Le 17 juillet 2025, en sa résidence privée à Palm Beach, Florida, aux USA, Réginald Boulos, homme d’affaires et politicien haïtien, s’est fait arrêter par les agents de l’Immigration and Customs Enforcement (ICE), avec des charges comme des irrégularités dans les informations lors de sa demande de carte verte, entre autres. Il doit comparaître le 31 juillet prochain devant le tribunal de l’immigration pour connaître son sort. Fonce-t-il droit vers une déportation ? L’ancien diplomate américain d’origine haïtienne, Pierre Antoine Louis, sur les ondes de Gazette Haïti, a partagé des idées à ce sujet.
L’ancien diplomate, politologue et avocat américain, d’origine haïtienne, Pierre Antoine Louis, a évoqué la loi de 1952 sur l’immigration et la citoyenneté américaine pour cadrer ses dires autour de l’affaire, arguant que les USA peuvent décider de vous admettre ou vous exclure de leur territoire selon leurs intérêts nationaux. « Ce n’est pas un droit, mais un privilège », déclare-t-il.
L’ancien officier politique en Haïti fait état d’une question de sécurité nationale qui est dictée selon la politique diplomatique de l’administration, et affirme que dans l’affaire Boulos, il s’agit moins d’une question de preuves tangibles de violation de la loi américaine, mais surtout de la volonté des dirigeants américains d’envoyer un signal clair et fort aux Haïtiens. Dans cette veine, il pense que le 05 mai 2025, lors de la désignation des gangs haïtiens comme terroristes par les USA, ces derniers ont agi dans l’intérêt de leur pays, et l’affaire Boulos en est une manifestation palpable.

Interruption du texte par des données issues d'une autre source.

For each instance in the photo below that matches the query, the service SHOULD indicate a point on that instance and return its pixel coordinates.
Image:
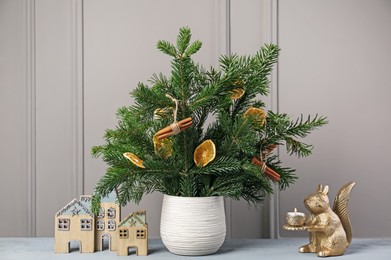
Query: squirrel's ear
(325, 190)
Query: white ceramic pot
(192, 225)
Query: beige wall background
(67, 65)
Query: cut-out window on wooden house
(111, 225)
(63, 224)
(100, 225)
(123, 233)
(86, 224)
(111, 213)
(101, 213)
(140, 234)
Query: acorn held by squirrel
(330, 229)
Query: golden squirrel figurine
(330, 229)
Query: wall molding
(28, 11)
(77, 81)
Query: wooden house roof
(135, 219)
(73, 208)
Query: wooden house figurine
(107, 222)
(133, 233)
(74, 222)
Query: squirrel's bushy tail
(340, 207)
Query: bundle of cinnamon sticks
(268, 171)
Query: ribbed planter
(192, 225)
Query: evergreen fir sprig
(168, 165)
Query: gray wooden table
(42, 249)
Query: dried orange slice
(258, 114)
(236, 93)
(163, 147)
(204, 153)
(134, 159)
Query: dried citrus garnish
(204, 153)
(258, 114)
(134, 159)
(236, 93)
(163, 147)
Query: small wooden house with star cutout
(75, 222)
(133, 233)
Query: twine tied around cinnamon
(176, 127)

Pierre Antoine Louis y va sans hésitation : « Il est presque certain que Réginald Boulos va se faire déporter, car un tribunal de l’immigration se prononcera difficilement contre la politique diplomatique et migratoire de l’administration des USA. »

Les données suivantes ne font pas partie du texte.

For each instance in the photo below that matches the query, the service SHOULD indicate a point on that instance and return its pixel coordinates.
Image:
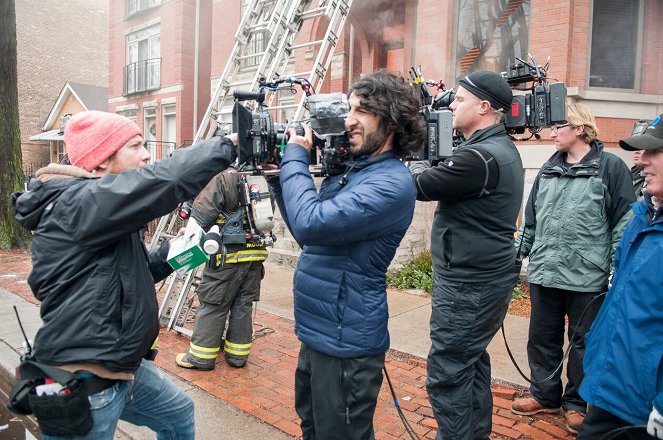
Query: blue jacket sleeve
(372, 209)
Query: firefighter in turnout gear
(230, 282)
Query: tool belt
(63, 413)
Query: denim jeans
(151, 400)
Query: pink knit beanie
(92, 137)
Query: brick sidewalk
(264, 387)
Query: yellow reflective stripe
(203, 356)
(236, 353)
(233, 345)
(199, 348)
(204, 352)
(247, 255)
(237, 349)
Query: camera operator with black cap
(623, 362)
(479, 191)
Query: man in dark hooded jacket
(93, 274)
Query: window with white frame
(150, 131)
(131, 114)
(169, 135)
(491, 34)
(143, 69)
(61, 151)
(136, 6)
(615, 49)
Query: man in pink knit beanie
(92, 137)
(95, 278)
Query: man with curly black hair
(349, 232)
(479, 191)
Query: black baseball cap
(650, 139)
(489, 86)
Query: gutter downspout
(195, 69)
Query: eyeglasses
(557, 127)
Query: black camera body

Il qualifie de priorité presqu’absolue le droit pour l’administration de mener sa politique migratoire et diplomatique comme elle l’entend.
Fort de ses quatre ans de résidence dans le pays, il était obligatoire que Boulos passe devant le tribunal de l’immigration pour décider de son sort. Toutefois, le connaisseur en la matière le voit retiré des États-Unis par le tribunal, sans pour autant omettre de mentionner son droit d’appel, une procédure qu’il qualifie de difficile pour l’inculpé.